Human papillomavirus (HPV) infection is the most important risk factor for cervical cancer. Certain types of HPV are linked with around 95% of all cases of cervical cancer. HPV is a group of over 90 viruses that cause warts in a variety of places on the body, including the cervix. Those that affect the genital tract are usually spread sexually.
Cervical strains of HPV are divided into ‘high risk’ and ‘low risk’ categories based on their association with cervical cancer. HPV 6 and HPV 11, for instance, cause most cases of genital warts but are considered ‘low risk’ because they rarely lead to cancer. Other HPV strains, such as HPV 16, 18, 31, and 33 are considered ‘high risk’ because they have been linked with an increased risk for cervical and vaginal cancer.
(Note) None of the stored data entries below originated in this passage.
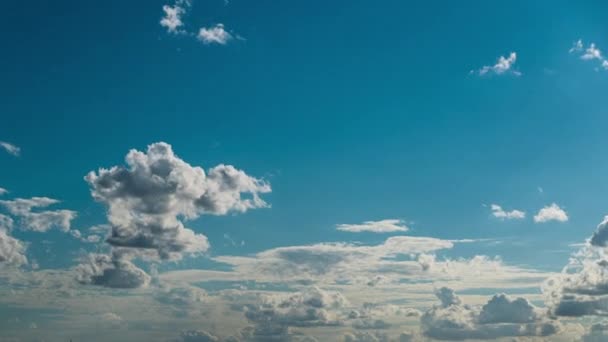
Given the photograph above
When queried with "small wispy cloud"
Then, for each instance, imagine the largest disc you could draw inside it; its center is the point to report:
(10, 148)
(214, 35)
(591, 53)
(504, 65)
(499, 212)
(172, 20)
(551, 213)
(382, 226)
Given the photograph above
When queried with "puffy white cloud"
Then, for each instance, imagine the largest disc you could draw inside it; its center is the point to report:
(147, 198)
(502, 66)
(172, 20)
(12, 251)
(111, 271)
(591, 53)
(500, 213)
(10, 148)
(382, 226)
(500, 317)
(214, 35)
(551, 213)
(39, 221)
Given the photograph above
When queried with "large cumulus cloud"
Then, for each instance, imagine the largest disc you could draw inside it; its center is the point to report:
(582, 287)
(147, 198)
(499, 317)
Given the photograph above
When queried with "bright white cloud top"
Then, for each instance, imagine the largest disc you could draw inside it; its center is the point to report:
(551, 213)
(499, 212)
(382, 226)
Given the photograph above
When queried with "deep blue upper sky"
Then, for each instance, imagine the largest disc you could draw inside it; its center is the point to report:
(352, 112)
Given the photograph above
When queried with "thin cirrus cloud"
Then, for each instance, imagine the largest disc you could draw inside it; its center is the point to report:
(382, 226)
(10, 148)
(172, 21)
(551, 212)
(499, 212)
(591, 53)
(504, 65)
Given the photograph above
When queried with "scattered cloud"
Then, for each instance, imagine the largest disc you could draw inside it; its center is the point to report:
(172, 20)
(10, 148)
(500, 317)
(382, 226)
(147, 198)
(500, 213)
(551, 213)
(504, 65)
(591, 53)
(214, 35)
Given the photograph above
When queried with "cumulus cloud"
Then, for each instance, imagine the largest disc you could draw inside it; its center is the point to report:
(500, 213)
(335, 261)
(214, 35)
(551, 213)
(591, 53)
(503, 65)
(172, 19)
(382, 226)
(113, 271)
(10, 148)
(12, 251)
(39, 221)
(147, 199)
(499, 317)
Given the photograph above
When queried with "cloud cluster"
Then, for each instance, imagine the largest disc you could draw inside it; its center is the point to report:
(503, 65)
(39, 220)
(500, 213)
(382, 226)
(499, 317)
(172, 21)
(111, 271)
(591, 53)
(147, 199)
(10, 148)
(551, 213)
(12, 251)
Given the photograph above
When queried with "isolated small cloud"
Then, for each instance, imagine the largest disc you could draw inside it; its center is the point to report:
(10, 148)
(591, 53)
(172, 20)
(551, 213)
(214, 35)
(504, 65)
(500, 213)
(382, 226)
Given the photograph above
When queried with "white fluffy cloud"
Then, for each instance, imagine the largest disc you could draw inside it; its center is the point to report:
(214, 35)
(499, 317)
(172, 20)
(147, 198)
(591, 53)
(503, 65)
(39, 221)
(382, 226)
(10, 148)
(12, 251)
(111, 271)
(551, 213)
(500, 213)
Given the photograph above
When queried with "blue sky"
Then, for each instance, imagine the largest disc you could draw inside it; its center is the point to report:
(346, 112)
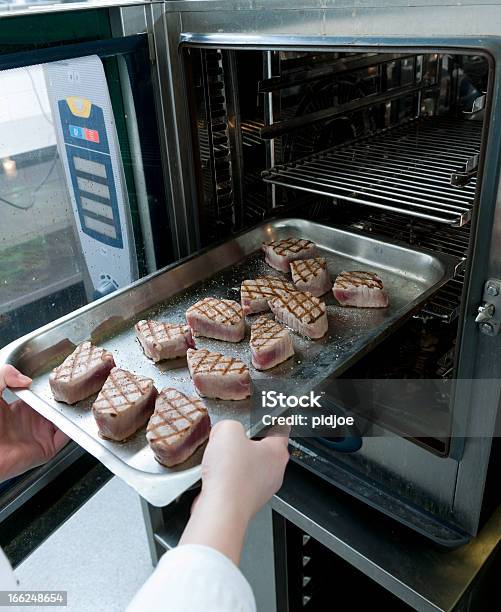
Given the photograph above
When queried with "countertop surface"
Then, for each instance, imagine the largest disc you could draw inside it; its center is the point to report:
(100, 555)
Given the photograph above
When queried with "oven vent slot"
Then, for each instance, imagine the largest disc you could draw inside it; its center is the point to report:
(406, 169)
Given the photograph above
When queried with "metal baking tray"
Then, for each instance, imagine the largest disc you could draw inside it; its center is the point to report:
(410, 276)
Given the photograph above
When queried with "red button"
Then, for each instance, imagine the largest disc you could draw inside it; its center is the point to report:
(91, 135)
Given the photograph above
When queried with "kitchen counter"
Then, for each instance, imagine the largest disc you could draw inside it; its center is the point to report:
(99, 555)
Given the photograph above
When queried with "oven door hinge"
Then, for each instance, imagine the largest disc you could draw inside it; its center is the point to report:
(489, 312)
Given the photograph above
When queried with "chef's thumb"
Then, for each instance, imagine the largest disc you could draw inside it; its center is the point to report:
(60, 440)
(10, 377)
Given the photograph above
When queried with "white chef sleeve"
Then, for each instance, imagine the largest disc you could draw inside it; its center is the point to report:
(8, 581)
(192, 578)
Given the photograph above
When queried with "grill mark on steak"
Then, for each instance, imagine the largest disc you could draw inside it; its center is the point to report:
(289, 245)
(207, 362)
(264, 287)
(161, 332)
(358, 278)
(114, 387)
(223, 312)
(177, 404)
(302, 305)
(265, 331)
(178, 426)
(306, 269)
(82, 359)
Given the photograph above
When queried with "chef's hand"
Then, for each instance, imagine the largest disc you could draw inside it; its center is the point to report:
(238, 477)
(27, 440)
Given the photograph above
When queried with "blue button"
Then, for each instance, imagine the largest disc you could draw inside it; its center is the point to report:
(76, 132)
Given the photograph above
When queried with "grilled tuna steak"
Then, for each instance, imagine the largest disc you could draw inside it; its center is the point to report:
(280, 253)
(124, 404)
(81, 374)
(311, 275)
(360, 289)
(256, 293)
(270, 343)
(302, 312)
(216, 318)
(179, 425)
(164, 340)
(219, 376)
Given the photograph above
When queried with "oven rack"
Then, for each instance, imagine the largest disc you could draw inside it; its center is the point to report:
(405, 169)
(445, 304)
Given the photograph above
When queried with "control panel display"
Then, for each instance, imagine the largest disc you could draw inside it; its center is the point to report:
(89, 167)
(84, 133)
(91, 170)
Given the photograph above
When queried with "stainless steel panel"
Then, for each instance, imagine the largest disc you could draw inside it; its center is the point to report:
(411, 276)
(428, 578)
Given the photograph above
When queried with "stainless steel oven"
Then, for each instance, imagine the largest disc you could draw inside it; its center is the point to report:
(371, 116)
(368, 117)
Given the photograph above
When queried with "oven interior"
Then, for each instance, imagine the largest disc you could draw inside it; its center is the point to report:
(386, 143)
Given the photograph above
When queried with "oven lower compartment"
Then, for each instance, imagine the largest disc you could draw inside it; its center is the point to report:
(313, 456)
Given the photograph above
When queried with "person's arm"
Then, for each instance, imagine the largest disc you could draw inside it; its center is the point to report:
(238, 477)
(27, 440)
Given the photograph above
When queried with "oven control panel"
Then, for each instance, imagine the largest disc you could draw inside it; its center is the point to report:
(89, 149)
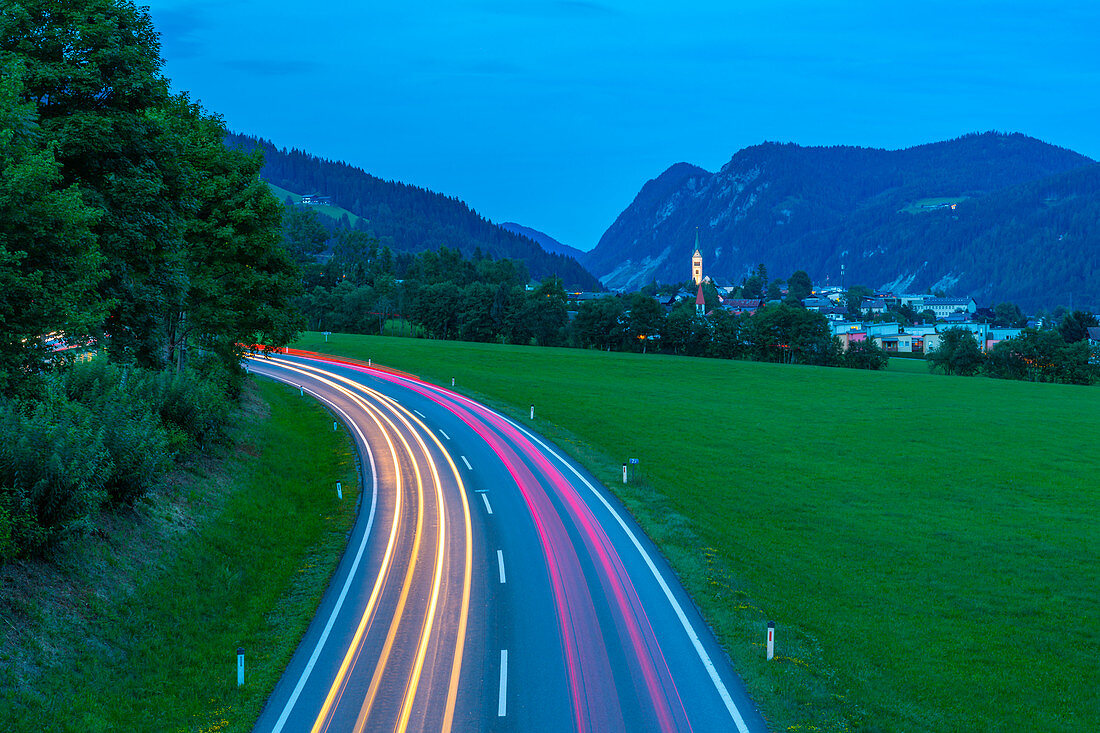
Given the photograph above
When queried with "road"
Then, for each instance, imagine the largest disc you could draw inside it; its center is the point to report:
(491, 583)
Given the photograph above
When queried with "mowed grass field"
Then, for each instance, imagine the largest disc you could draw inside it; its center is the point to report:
(926, 545)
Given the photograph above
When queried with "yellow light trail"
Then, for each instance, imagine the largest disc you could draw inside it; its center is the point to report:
(338, 682)
(398, 613)
(429, 621)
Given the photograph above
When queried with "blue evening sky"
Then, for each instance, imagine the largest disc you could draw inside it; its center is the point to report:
(554, 112)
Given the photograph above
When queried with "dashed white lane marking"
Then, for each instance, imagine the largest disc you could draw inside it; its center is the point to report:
(502, 707)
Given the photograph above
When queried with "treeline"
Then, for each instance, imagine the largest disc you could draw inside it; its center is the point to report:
(408, 218)
(1060, 356)
(128, 228)
(447, 296)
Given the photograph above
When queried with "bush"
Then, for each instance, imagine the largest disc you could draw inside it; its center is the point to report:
(53, 465)
(865, 354)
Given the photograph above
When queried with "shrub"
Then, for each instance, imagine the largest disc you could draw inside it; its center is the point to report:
(865, 354)
(53, 465)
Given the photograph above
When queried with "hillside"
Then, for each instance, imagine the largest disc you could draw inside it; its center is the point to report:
(408, 218)
(816, 208)
(543, 240)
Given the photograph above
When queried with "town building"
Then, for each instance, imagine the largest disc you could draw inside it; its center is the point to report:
(944, 307)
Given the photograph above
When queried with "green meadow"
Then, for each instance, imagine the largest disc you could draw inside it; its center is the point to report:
(927, 546)
(325, 209)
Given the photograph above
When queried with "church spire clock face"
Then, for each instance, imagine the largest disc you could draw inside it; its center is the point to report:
(696, 263)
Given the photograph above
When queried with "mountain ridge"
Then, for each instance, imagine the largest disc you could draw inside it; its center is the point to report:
(408, 218)
(793, 208)
(546, 241)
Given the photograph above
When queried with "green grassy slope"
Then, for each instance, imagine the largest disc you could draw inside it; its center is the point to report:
(926, 545)
(140, 632)
(332, 211)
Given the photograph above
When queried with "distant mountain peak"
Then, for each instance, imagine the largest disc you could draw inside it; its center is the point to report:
(546, 241)
(817, 208)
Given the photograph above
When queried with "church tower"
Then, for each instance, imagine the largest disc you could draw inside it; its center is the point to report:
(696, 263)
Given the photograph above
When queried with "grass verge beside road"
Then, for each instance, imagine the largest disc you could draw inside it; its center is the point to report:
(928, 546)
(139, 631)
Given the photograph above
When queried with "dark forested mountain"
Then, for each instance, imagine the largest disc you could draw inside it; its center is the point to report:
(546, 241)
(407, 218)
(1024, 226)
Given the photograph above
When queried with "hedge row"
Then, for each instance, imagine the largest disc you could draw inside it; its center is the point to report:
(102, 437)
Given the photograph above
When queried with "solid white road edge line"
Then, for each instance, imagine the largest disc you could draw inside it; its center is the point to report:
(502, 706)
(692, 634)
(351, 573)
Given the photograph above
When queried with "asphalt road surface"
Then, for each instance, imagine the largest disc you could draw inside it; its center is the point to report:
(490, 583)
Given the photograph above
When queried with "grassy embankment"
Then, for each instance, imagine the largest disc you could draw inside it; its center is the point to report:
(139, 631)
(926, 545)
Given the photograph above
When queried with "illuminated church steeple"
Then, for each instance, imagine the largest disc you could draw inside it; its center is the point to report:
(696, 263)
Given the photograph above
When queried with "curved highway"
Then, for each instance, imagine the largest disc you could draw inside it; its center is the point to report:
(490, 583)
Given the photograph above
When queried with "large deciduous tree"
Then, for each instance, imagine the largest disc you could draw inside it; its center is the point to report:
(92, 73)
(48, 262)
(957, 353)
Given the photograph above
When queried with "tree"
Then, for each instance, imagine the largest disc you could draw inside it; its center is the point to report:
(597, 324)
(957, 353)
(475, 319)
(305, 237)
(865, 354)
(1075, 326)
(91, 69)
(50, 265)
(548, 314)
(1009, 314)
(854, 299)
(644, 321)
(240, 279)
(727, 338)
(791, 335)
(799, 285)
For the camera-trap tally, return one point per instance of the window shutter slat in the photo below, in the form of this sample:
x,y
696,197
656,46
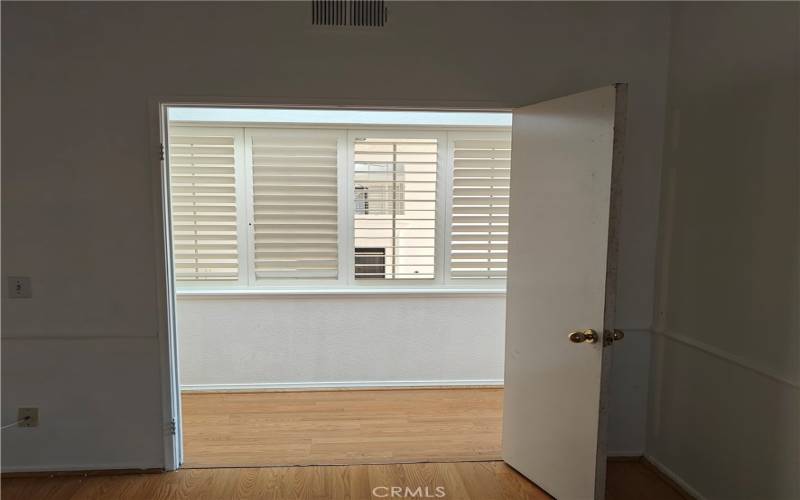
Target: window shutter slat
x,y
395,208
295,205
203,189
479,225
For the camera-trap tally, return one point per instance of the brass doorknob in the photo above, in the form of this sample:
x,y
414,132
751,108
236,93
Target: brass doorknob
x,y
580,336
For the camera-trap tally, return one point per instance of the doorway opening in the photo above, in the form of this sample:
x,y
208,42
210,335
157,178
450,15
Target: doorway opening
x,y
339,283
416,220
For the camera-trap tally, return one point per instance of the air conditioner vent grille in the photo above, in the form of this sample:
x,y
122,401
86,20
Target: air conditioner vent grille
x,y
365,13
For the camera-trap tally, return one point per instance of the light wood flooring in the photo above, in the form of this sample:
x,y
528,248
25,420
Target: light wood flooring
x,y
461,481
332,427
341,427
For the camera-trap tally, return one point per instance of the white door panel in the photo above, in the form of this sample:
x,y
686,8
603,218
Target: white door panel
x,y
561,185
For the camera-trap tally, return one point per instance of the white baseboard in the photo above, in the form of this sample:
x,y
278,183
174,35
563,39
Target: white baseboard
x,y
372,384
625,454
14,469
670,474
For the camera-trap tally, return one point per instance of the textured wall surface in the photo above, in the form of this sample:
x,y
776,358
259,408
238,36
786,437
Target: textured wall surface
x,y
726,360
79,207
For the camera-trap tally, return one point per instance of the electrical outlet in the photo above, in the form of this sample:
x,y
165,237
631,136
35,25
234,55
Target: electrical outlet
x,y
32,413
19,287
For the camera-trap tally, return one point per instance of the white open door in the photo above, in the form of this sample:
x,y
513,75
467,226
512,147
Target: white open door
x,y
562,259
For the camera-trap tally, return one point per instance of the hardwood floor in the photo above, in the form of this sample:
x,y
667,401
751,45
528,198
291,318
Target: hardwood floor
x,y
460,481
383,428
341,427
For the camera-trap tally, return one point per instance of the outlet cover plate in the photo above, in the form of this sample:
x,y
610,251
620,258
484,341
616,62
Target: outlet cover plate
x,y
33,413
19,287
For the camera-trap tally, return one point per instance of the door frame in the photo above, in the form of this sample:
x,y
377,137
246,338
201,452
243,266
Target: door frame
x,y
167,334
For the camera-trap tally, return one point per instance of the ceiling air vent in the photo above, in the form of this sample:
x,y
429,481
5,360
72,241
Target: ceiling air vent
x,y
370,13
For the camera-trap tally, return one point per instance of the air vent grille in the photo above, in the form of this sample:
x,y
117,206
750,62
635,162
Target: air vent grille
x,y
367,13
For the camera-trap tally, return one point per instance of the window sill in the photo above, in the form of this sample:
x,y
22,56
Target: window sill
x,y
408,292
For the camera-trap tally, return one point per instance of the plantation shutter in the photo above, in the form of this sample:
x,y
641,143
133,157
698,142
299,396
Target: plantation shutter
x,y
395,218
203,189
295,204
479,231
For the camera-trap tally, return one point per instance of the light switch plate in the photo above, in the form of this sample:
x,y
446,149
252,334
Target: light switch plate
x,y
19,287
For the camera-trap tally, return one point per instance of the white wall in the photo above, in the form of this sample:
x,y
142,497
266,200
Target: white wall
x,y
725,408
340,340
78,202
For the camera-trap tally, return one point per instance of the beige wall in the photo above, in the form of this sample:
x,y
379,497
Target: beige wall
x,y
77,180
725,409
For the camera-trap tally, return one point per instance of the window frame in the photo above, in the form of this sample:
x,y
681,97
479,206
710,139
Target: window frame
x,y
395,133
249,284
453,136
240,187
270,283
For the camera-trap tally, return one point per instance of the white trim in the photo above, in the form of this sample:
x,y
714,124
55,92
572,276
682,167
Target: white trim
x,y
371,384
166,330
277,292
627,454
674,477
726,356
123,466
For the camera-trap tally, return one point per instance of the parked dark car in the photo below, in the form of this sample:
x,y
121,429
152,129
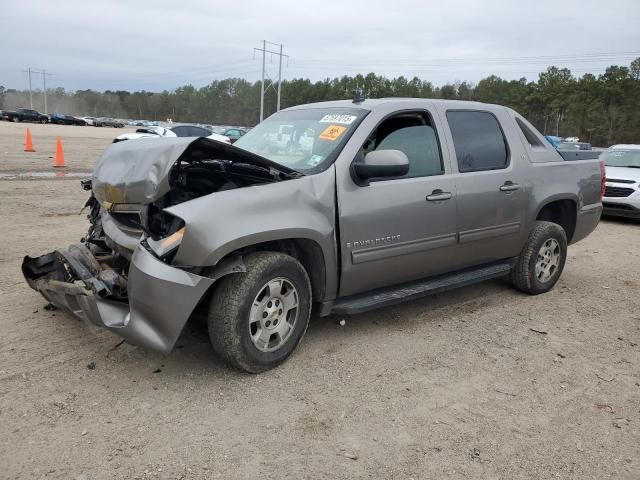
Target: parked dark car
x,y
108,122
62,119
25,115
233,133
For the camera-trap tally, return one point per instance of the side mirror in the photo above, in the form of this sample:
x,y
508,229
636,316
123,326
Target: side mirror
x,y
381,163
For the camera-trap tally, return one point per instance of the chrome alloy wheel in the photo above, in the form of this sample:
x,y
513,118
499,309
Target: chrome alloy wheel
x,y
548,260
273,314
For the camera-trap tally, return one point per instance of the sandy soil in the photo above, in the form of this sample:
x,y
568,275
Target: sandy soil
x,y
459,385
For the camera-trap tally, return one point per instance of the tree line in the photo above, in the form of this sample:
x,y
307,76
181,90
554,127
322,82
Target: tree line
x,y
602,109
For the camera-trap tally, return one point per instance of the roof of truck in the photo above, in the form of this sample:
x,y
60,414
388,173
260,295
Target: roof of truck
x,y
623,146
373,103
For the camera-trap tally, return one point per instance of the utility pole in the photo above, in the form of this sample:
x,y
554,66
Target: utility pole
x,y
44,86
265,75
30,92
44,89
279,79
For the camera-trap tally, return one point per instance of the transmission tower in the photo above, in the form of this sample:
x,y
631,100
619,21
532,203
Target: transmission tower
x,y
265,74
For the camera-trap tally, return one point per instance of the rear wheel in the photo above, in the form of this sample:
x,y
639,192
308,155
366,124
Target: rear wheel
x,y
257,318
542,259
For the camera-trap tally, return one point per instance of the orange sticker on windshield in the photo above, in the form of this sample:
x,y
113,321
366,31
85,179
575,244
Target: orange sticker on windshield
x,y
332,132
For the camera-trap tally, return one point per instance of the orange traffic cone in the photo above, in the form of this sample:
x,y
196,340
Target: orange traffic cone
x,y
58,160
28,144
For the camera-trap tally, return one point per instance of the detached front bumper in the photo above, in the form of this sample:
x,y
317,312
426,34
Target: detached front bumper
x,y
161,298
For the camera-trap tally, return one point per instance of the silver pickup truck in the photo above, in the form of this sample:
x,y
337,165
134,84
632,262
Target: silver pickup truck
x,y
393,199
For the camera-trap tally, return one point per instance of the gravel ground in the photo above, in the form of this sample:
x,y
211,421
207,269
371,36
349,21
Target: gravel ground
x,y
481,382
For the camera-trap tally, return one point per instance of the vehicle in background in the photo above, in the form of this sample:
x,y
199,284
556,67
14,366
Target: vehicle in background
x,y
233,133
574,146
174,131
108,122
25,115
62,119
622,190
396,199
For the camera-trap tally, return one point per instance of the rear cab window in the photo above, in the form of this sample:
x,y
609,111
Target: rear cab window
x,y
478,140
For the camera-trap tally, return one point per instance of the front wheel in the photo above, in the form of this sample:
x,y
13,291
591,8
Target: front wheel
x,y
542,259
257,318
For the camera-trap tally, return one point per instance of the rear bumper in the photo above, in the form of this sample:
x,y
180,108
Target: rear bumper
x,y
161,300
628,207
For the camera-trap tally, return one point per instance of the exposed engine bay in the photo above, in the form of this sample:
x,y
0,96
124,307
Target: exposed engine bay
x,y
127,202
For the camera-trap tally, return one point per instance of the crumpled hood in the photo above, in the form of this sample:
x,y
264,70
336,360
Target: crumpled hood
x,y
138,172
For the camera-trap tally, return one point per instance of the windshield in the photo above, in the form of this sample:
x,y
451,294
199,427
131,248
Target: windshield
x,y
302,139
622,158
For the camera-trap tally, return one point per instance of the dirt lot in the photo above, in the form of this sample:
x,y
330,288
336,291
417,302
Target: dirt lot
x,y
482,382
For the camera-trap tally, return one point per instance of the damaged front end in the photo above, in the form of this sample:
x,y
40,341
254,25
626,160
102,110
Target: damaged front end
x,y
121,276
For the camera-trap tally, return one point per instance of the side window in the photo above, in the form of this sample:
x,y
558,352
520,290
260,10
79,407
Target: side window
x,y
415,136
532,138
478,141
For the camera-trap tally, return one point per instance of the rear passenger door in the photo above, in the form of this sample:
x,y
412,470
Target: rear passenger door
x,y
493,194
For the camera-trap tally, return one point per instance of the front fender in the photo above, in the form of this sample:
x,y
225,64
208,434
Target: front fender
x,y
223,222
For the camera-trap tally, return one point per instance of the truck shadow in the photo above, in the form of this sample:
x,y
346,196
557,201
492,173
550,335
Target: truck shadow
x,y
327,333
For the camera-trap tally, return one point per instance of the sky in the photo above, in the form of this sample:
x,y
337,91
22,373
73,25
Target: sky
x,y
157,44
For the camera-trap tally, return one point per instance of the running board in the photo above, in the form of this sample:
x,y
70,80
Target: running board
x,y
364,302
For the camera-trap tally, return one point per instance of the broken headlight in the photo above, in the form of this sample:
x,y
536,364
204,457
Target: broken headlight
x,y
166,245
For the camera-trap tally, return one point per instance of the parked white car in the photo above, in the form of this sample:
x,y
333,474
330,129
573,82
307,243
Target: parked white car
x,y
622,190
174,131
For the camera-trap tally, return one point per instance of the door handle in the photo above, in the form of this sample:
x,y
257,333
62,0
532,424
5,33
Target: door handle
x,y
509,186
438,195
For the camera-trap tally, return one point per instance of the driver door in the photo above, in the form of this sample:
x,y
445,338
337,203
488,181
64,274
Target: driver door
x,y
399,229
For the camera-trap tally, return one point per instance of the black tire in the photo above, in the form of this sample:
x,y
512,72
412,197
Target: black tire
x,y
523,275
230,310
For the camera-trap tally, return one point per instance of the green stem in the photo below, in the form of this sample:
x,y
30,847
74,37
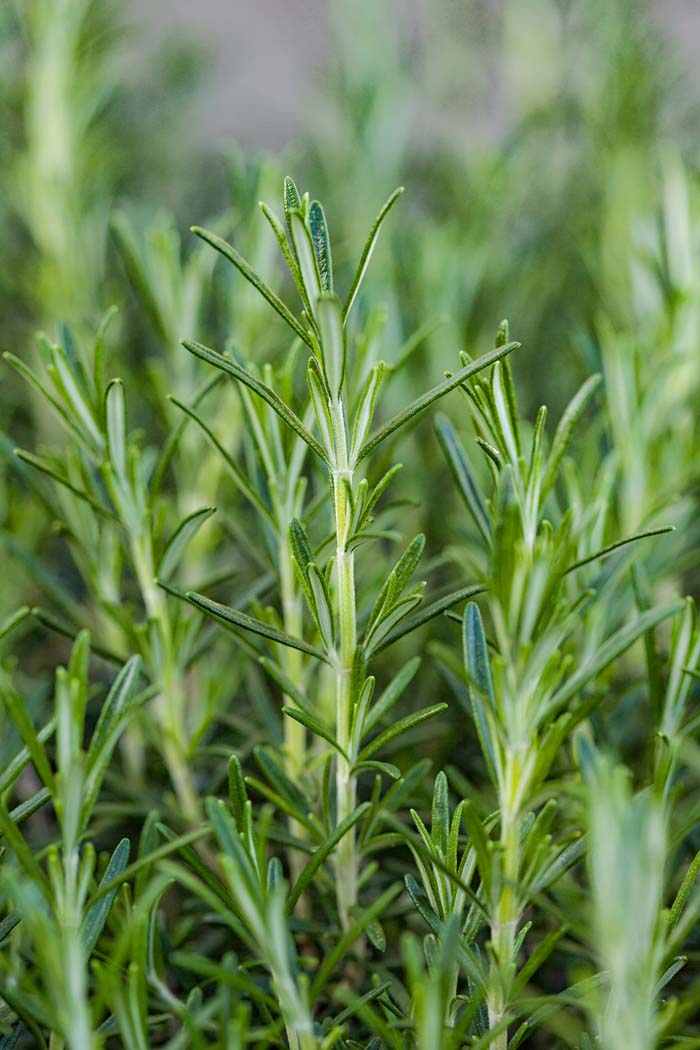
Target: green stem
x,y
345,782
171,699
295,733
504,923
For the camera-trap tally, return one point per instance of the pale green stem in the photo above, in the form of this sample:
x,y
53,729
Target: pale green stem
x,y
345,783
78,1027
171,699
295,733
506,918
You may hear that women who have many sex partners or women who started having sex young are more likely to get cervical cancer. This is only true because such activities increase the likelihood of picking up an infection with a ‘high risk’ human papilloma virus (HPV). It is not correct to say that women who get cervical cancer have it because they were promiscuous (slept around) - you could have only slept with one man and still caught the virus and not all women with cervical cancer have the virus anyway.
Weakening of the immune system through smoking, poor diet or other infections may permit CIN to develop into cancer. Smoking suppresses the immune system and may damage the DNA in the cells of the cervix. Smokers are about twice as likely as nonsmokers to get cervical cancer.